Elvis looks to win teenage fans all over again

Teenagers in the 1950s and '60s went wild over Elvis Presley, but kids in the new millennium are not so stirred by rock 'n' roll's original rebel.

"I can't try to sell somebody Elvis who doesn't know who he is ... that he's not just some guy who's been gone for 30 years," said Paul Jankowski, chief of marketing for Elvis Presley Enterprises Inc.

Forbes magazine says Elvis, one of the top grossing dead celebrities, brought in $42 million (Ђ31.9 million) over the past year. But with the aging of Presley's longtime fan base, Elvis Presley Enterprises needs a new wave of younger fans.

"Our opportunity demographic is really going to be 12 to 34 (years old), with a sweet spot around the 18-to-24 area," Jankowski said.

Next year, more film clips, photos and other material from the vast Presley archives will show up online.
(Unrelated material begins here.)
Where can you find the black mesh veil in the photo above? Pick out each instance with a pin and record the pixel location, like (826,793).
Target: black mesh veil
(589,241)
"We will take our MySpace page and we will focus on expanding our number of friends on MySpace, that kind of thing," Jankowski said. "There's all kind of Elvis content on YouTube, things that we put up, things that fans put up."

MySpace lets users post photos and personal Web pages. YouTube lets users post and share videos.

The Elvis archives offer a rich source of material for "digital tactics," Jankowski said. "You know, for cell phones or doing wallpaper or doing podcasts."

But making Elvis cool again will be difficult. After all, for most kids, Elvis is the music of their parents' or grandparents' generation.

"Probably in today's world, like, he wouldn't be as cool, but back then he probably was," said Aaron O'Connell, a 17-year-old from Virginia, who was visiting souvenir shops at Presley's home, Graceland.

Presley managers are preparing for a big year, particularly for the weeklong series of concerts and other death anniversary events held each August at Graceland, which draws more than 600,000 visitors annually.

Elvis Presley Enterprises has more than 200 licensees producing souvenirs and signature products, and new ones for 2007 will have a youthful focus, like a peanut butter and banana cream candy bar from Hershey with the King's picture on the wrapper, reports AP.

A Harley-Davidson dealer, with plans to open an office at Graceland, is coming out with a limited line of 30 custom-made motorcycles just like the ones Elvis rode.

"We want to reinvigorate our core demographic and grow it," Jankowski said, "while we introduce the icon to the next generation."